Perguntado se o jovem conversou com a família sobre os assédios ou mesmo uma eventual denúncia do caso à Polícia, o advogado destacou que os familiares vinham percebendo um comportamento diferente do jovem, e que justamente por isso o encaminharam para a terapia. "Ele toma remédios controlados, vinha tendo alguns problemas. Não posso confirmar categoricamente se a família sabia dos assédios ou não, mas fato é que existia uma preocupação com o comportamento dele e foi indicada a terapia", destaca.

Diocese pede orações à família

No fim da tarde de quarta, a comunicação da Diocese de Ponta Grossa se manifestou oficialmente sobre o caso e trouxe a versão dos colaboradores da Igreja sobre o caso. "Hoje, por volta das 14h30, o Luís Carlos, membro da Pascom Diocesana e terapeuta ocupacional, foi assassinado a facadas durante o atendimento que fazia a um jovem.

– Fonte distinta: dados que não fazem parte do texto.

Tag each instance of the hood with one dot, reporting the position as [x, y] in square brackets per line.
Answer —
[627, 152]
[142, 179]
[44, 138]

A paroquia cedia já a dois anos uma sala onde ele fazia atendimento social. Na hora, embora houvesse movimento na secretaria e na sala ao lado, ninguém percebeu nada. Uma senhora do grupo do artesanato viu marcas de sangue no chão em frente à porta que estava entreaberta. Ao abrir, deparou-se com o corpo já sem vida. Acionadas a polícia e os órgãos competentes foi dada toda a assistência possível. Nossas orações pela família", contou.

O sepultados de Luiz Carlos Vantroba será nesta quinta, em horário ainda não divulgado, no Cemitério Campos Gerais; Vantroba, de 39 anos e morador da vila Madureira, está sendo velado desde a noite de ontem na capela da Funerária Princesa, região central de Ponta Grossa.